Validate Project 1 by dispatching same prompt across two providers.
Validate Project 5 by proving command determinism with repeated runs.
Log one failure and one retry event.

Day 3–4:

Move to Project 2 and Project 6.
Define schema contracts and workflow checkpoints.

End of weekend: you should be able to explain why directive-based designs remain testable where pure functions end and process runtime begins.

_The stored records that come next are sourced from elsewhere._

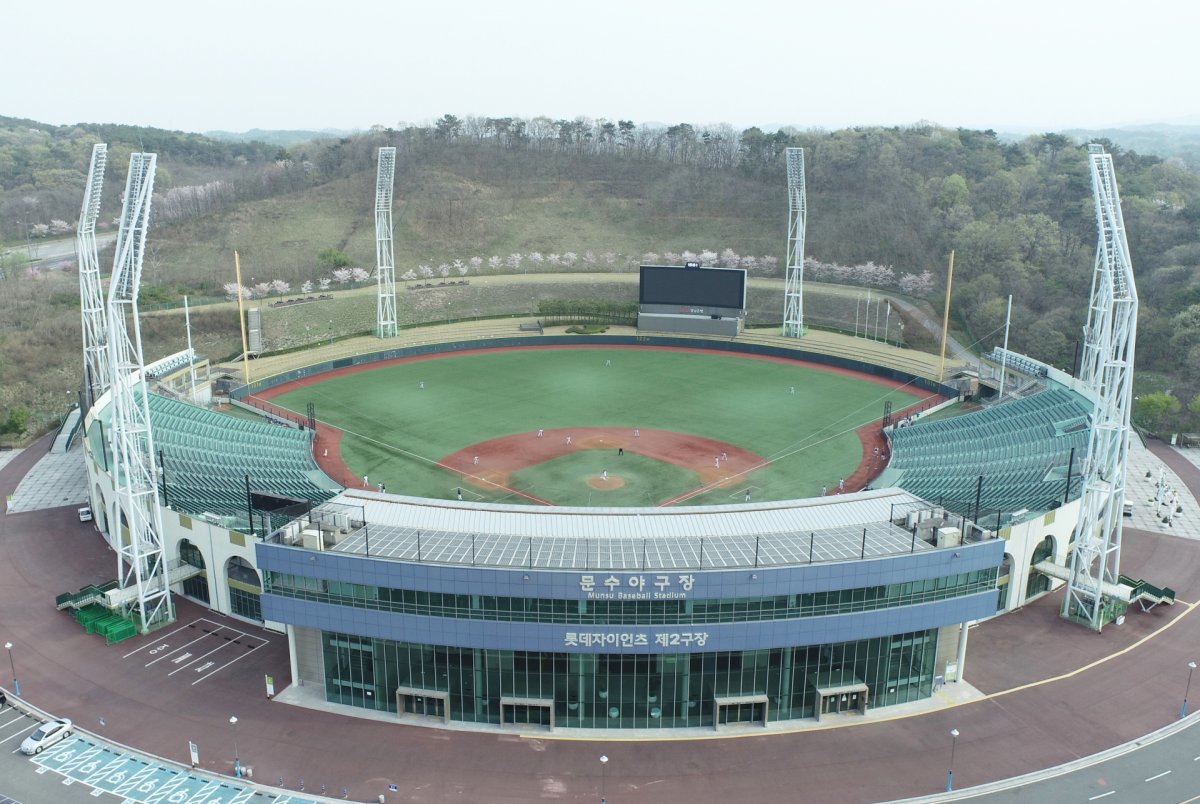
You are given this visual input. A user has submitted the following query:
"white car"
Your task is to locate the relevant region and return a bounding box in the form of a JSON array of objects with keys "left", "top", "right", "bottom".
[{"left": 20, "top": 718, "right": 71, "bottom": 754}]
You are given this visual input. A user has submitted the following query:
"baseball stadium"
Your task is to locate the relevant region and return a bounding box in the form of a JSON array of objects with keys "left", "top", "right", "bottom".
[{"left": 72, "top": 143, "right": 1152, "bottom": 736}]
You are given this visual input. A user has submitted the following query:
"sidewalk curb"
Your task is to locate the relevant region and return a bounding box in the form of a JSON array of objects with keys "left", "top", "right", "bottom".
[{"left": 886, "top": 713, "right": 1200, "bottom": 804}]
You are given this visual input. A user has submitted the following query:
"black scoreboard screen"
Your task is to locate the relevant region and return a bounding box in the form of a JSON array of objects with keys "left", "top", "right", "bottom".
[{"left": 640, "top": 265, "right": 746, "bottom": 310}]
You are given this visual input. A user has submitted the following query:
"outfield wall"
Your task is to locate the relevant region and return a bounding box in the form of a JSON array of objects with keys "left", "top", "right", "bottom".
[{"left": 230, "top": 335, "right": 959, "bottom": 400}]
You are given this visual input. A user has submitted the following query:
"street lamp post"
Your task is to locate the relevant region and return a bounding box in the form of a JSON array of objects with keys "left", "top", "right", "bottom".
[
  {"left": 229, "top": 715, "right": 241, "bottom": 779},
  {"left": 1180, "top": 661, "right": 1196, "bottom": 718},
  {"left": 946, "top": 728, "right": 959, "bottom": 793},
  {"left": 4, "top": 642, "right": 20, "bottom": 698}
]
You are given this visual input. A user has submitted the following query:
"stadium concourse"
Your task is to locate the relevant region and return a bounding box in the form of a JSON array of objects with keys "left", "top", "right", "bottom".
[
  {"left": 7, "top": 424, "right": 1200, "bottom": 804},
  {"left": 59, "top": 324, "right": 1132, "bottom": 737}
]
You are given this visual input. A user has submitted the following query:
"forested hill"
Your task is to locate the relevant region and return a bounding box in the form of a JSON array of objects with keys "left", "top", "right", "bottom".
[{"left": 0, "top": 115, "right": 1200, "bottom": 434}]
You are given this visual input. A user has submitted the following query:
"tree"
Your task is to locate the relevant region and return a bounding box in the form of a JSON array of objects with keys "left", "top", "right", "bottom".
[
  {"left": 1133, "top": 391, "right": 1183, "bottom": 433},
  {"left": 433, "top": 114, "right": 462, "bottom": 143}
]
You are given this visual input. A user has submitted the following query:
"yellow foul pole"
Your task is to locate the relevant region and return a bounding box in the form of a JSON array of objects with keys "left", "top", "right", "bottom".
[
  {"left": 936, "top": 251, "right": 954, "bottom": 383},
  {"left": 233, "top": 251, "right": 253, "bottom": 385}
]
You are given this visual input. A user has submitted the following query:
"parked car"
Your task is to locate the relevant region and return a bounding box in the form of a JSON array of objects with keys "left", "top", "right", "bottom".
[{"left": 20, "top": 718, "right": 71, "bottom": 754}]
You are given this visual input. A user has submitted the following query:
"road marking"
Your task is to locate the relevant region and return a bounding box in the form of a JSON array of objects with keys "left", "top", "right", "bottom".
[
  {"left": 0, "top": 726, "right": 36, "bottom": 754},
  {"left": 145, "top": 628, "right": 228, "bottom": 667},
  {"left": 192, "top": 637, "right": 269, "bottom": 686}
]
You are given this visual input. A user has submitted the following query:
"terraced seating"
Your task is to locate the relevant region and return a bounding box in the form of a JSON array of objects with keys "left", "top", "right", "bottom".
[
  {"left": 89, "top": 394, "right": 341, "bottom": 526},
  {"left": 881, "top": 385, "right": 1091, "bottom": 523}
]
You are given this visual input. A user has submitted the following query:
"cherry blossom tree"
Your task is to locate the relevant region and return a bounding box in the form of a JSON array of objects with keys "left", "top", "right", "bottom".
[{"left": 899, "top": 271, "right": 934, "bottom": 296}]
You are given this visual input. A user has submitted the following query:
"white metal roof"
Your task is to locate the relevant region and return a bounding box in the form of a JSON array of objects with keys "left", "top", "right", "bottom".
[{"left": 312, "top": 488, "right": 930, "bottom": 570}]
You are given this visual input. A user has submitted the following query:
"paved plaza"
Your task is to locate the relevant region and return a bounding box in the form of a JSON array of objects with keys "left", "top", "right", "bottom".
[{"left": 7, "top": 432, "right": 1200, "bottom": 804}]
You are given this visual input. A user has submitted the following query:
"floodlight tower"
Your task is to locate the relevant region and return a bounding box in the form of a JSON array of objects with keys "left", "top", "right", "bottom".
[
  {"left": 1062, "top": 144, "right": 1138, "bottom": 631},
  {"left": 782, "top": 148, "right": 809, "bottom": 337},
  {"left": 108, "top": 154, "right": 173, "bottom": 634},
  {"left": 376, "top": 148, "right": 396, "bottom": 337},
  {"left": 76, "top": 143, "right": 109, "bottom": 413}
]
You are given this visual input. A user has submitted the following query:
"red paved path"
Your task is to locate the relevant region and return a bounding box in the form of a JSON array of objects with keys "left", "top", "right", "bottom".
[{"left": 0, "top": 436, "right": 1200, "bottom": 804}]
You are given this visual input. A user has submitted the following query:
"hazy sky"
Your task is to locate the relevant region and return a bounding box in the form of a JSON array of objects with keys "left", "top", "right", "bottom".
[{"left": 0, "top": 0, "right": 1200, "bottom": 131}]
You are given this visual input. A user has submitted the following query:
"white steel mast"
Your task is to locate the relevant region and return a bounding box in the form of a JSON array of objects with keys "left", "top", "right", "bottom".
[
  {"left": 1062, "top": 144, "right": 1138, "bottom": 631},
  {"left": 76, "top": 143, "right": 109, "bottom": 414},
  {"left": 376, "top": 146, "right": 396, "bottom": 337},
  {"left": 782, "top": 148, "right": 808, "bottom": 337},
  {"left": 108, "top": 154, "right": 174, "bottom": 634}
]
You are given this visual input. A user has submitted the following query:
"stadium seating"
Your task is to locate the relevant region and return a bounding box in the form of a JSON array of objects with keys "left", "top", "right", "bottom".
[
  {"left": 888, "top": 386, "right": 1091, "bottom": 516},
  {"left": 95, "top": 394, "right": 341, "bottom": 523}
]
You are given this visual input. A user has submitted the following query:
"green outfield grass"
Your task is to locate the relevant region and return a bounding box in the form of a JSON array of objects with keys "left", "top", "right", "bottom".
[{"left": 274, "top": 348, "right": 918, "bottom": 506}]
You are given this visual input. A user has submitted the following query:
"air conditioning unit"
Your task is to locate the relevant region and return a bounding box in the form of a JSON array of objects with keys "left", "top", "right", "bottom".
[{"left": 937, "top": 528, "right": 962, "bottom": 547}]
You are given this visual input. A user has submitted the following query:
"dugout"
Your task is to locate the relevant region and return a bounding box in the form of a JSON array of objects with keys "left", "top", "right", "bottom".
[{"left": 637, "top": 263, "right": 746, "bottom": 337}]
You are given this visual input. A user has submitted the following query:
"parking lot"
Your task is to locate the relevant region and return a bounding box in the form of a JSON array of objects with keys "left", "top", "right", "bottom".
[
  {"left": 0, "top": 707, "right": 120, "bottom": 804},
  {"left": 122, "top": 617, "right": 270, "bottom": 686}
]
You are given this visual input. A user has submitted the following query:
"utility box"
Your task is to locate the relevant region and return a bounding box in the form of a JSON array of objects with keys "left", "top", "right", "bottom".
[{"left": 937, "top": 528, "right": 962, "bottom": 547}]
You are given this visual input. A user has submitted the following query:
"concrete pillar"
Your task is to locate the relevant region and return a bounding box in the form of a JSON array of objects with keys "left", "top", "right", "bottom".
[
  {"left": 287, "top": 624, "right": 304, "bottom": 686},
  {"left": 954, "top": 623, "right": 971, "bottom": 682}
]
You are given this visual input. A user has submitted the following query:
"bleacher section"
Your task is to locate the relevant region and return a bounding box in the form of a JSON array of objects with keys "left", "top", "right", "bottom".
[
  {"left": 872, "top": 385, "right": 1091, "bottom": 523},
  {"left": 94, "top": 394, "right": 341, "bottom": 528},
  {"left": 146, "top": 349, "right": 193, "bottom": 377},
  {"left": 983, "top": 346, "right": 1050, "bottom": 379}
]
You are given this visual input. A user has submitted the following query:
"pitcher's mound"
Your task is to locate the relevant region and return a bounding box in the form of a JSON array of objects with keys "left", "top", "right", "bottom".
[{"left": 588, "top": 474, "right": 625, "bottom": 491}]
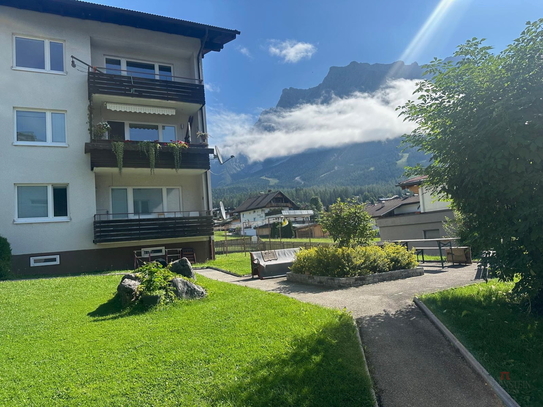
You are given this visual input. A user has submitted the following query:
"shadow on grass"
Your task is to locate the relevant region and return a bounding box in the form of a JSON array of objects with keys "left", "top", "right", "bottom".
[
  {"left": 210, "top": 315, "right": 373, "bottom": 406},
  {"left": 87, "top": 294, "right": 154, "bottom": 322}
]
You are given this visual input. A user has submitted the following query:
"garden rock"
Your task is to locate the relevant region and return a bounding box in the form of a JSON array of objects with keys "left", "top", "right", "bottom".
[
  {"left": 170, "top": 257, "right": 196, "bottom": 278},
  {"left": 117, "top": 273, "right": 141, "bottom": 307},
  {"left": 172, "top": 278, "right": 207, "bottom": 300}
]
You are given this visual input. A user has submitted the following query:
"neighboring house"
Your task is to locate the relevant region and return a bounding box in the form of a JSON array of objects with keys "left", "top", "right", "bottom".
[
  {"left": 366, "top": 177, "right": 454, "bottom": 240},
  {"left": 234, "top": 191, "right": 298, "bottom": 235},
  {"left": 0, "top": 0, "right": 239, "bottom": 274}
]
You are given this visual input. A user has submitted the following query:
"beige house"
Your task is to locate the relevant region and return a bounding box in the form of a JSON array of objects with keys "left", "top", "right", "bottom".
[
  {"left": 366, "top": 177, "right": 454, "bottom": 244},
  {"left": 0, "top": 0, "right": 239, "bottom": 275}
]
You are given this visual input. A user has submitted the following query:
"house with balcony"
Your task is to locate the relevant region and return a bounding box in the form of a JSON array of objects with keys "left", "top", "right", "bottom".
[
  {"left": 0, "top": 0, "right": 239, "bottom": 275},
  {"left": 366, "top": 176, "right": 454, "bottom": 244},
  {"left": 233, "top": 191, "right": 298, "bottom": 236}
]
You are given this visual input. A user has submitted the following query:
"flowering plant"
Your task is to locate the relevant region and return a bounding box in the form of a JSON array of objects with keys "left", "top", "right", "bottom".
[
  {"left": 167, "top": 140, "right": 189, "bottom": 171},
  {"left": 93, "top": 122, "right": 111, "bottom": 139}
]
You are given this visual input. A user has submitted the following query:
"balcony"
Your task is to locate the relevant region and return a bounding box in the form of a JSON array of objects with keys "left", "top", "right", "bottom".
[
  {"left": 88, "top": 69, "right": 205, "bottom": 106},
  {"left": 94, "top": 211, "right": 213, "bottom": 243},
  {"left": 85, "top": 140, "right": 213, "bottom": 170}
]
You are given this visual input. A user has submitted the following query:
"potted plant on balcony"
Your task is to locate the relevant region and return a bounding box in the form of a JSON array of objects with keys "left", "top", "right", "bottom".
[
  {"left": 196, "top": 131, "right": 209, "bottom": 145},
  {"left": 92, "top": 122, "right": 111, "bottom": 140},
  {"left": 167, "top": 140, "right": 189, "bottom": 171}
]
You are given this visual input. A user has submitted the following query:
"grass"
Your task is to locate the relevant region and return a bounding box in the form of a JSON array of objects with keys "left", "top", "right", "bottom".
[
  {"left": 194, "top": 253, "right": 251, "bottom": 276},
  {"left": 0, "top": 276, "right": 372, "bottom": 407},
  {"left": 421, "top": 280, "right": 543, "bottom": 406}
]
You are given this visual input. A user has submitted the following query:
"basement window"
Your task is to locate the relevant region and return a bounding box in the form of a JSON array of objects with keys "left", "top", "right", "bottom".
[{"left": 30, "top": 254, "right": 60, "bottom": 267}]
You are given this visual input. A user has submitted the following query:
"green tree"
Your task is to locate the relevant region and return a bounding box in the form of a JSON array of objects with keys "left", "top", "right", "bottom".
[
  {"left": 400, "top": 19, "right": 543, "bottom": 310},
  {"left": 320, "top": 198, "right": 375, "bottom": 247}
]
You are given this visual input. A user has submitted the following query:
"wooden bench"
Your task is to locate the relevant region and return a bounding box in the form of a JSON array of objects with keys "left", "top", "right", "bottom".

Recommended Learning Paths

Path 1: Product Builder (Recommended)

Project 1 → Project 2 → Project 3 → Project 6 → Project 8

Path 2: Platform/LLM Operator

Project 1 → Project 4 → Project 3 → Project 7 → Project 8

Path 3: Agent Architect

Project 5 → Project 6 → Project 7 → Project 8

Success Metrics

You can design and explain at least three provider-selection policies that include fallback and budget rules.
At least 90% of project workflows include explicit failure handling paths with recorded outcomes.
You can run a mixed test matrix for at least one workflow with happy-path, timeout, invalid payload, and directive-missing cases.
You can route between at least two agents using typed signals and verify end-to-end trace continuity.

Project Overview Table

#	Project	Package Focus	Difficulty	Time	Key Focus
1	Multi-Model Gateway with req_llm	req_llm	2	1.5-2 weeks	Provider abstraction + unified contracts
2	Schema-First Contract Extractor	req_llm	3	2 weeks	Structured outputs + schema contracts
3	Streaming Copilot Operations Center	req_llm	3	1.5-2 weeks	Streaming + telemetry + UX feedback
4	Provider Failover and Cost Router	req_llm	4	2-3 weeks	Cost/routing + key management
5	Deterministic Counter Agent	jido	2	1.5 weeks	cmd/2 and directive separation
6	Workflow-First Orchestrator	jido	4	2-3 weeks	Workflow engine + action sequencing
7	Signal Mesh for Multi-Agent Delegation	jido	4	2-3 weeks	Signals, routing, and parent-child dynamics
8	Audit-Ready State Machine Agent	jido	5	3-4 weeks	FSM strategies + observability + production hardening

Project List

The following projects guide you from a provider-first architecture to agentic production systems.

Project 1: Multi-Model Gateway with req_llm

File: P01-multi-model-gateway.md
Main Programming Language: Elixir
Alternative Programming Languages: Gleam, F#
Coolness Level: 4/5 (high)
Business Potential: 4/5
Difficulty: 2
Knowledge Area: Protocol adaptation, LLM orchestration
Software or Tool: req_llm, mix
Main Book: The Little Elixir and OTP Guidebook

What you will build: A provider-agnostic inference gateway that normalizes prompts, logs standardized usage, and fails over between providers.

Why it teaches JIDO: It shows how stable provider contracts make agent workflows portable and controllable.